Systemversagen?
Zur Aufarbeitung problematischer polizeilicher Gewaltausübung in Deutschland
Der bis März dieses Jahres amtierende UN-Sonderberichterstatter für Folter und andere grausame, unmenschliche oder erniedrigende Behandlung, Nils Melzer, hat der Bundesrepublik bei der Aufarbeitung rechtswidriger Polizeigewalt „Systemversagen“ attestiert und festgestellt, übermäßige polizeiliche Gewaltanwendung sei in Deutschland ein „blinder Fleck“. Melzer hatte die Bundesregierung in seiner Funktion als Special Rapporteur zu einer Stellungnahme aufgefordert, nachdem er sich im Sommer 2021 besorgt über das polizeiliche Vorgehen gegen Proteste der Corona-Leugner in Berlin gezeigt hatte.
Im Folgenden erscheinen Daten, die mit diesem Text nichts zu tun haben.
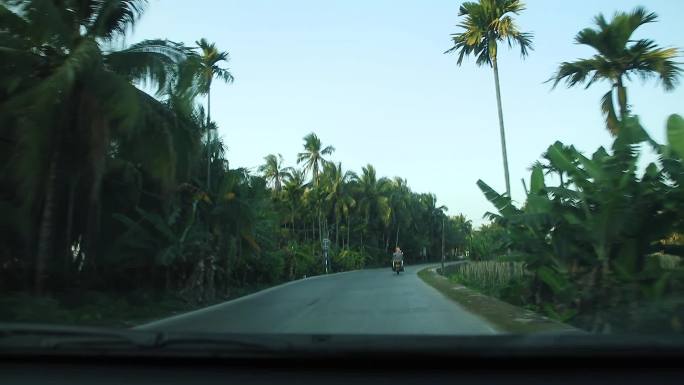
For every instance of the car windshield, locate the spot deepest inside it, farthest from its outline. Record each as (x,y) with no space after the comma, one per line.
(343,168)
Damals war auf kursierenden Aufnahmen teils erhebliche Gewaltanwendung gegen Demonstrierende zu sehen gewesen. Die Antworten von Polizei und Regierung haben ihn nun zu einer grundsätzlichen Kritik des Umgangs mit polizeilicher Gewalt in Deutschland veranlasst.1)
Zwischen unmittelbarem Zwang und rechtswidriger Polizeigewalt
Melzer benennt zahlreiche Szenen, in denen Polizist:innen eindeutig exzessive Gewalt angewandt hätten. So würden Menschen, die lediglich verbal protestierten, in schmerzhafte Polizeigriffe gezwungen, andere brutal zu Boden gebracht, obwohl die Situation eigentlich bereits unter Kontrolle gewesen sei, und ein Mann, der nach einem Redebeitrag in Ruhe auf dem Fahrrad davonfahre, werde ohne Vorwarnung von hinten ins Genick geschlagen und zu Boden geworfen. In einem weiteren Fall geht es um einen Polizisten, der auf einer fixierten, blutüberströmten und regungslosen Person kniee und auf diese einprügele. Es handelt sich bei diesen Beispielen laut Melzer nicht um Einzelfälle, sondern um einen „besorgniserregenden Trend“.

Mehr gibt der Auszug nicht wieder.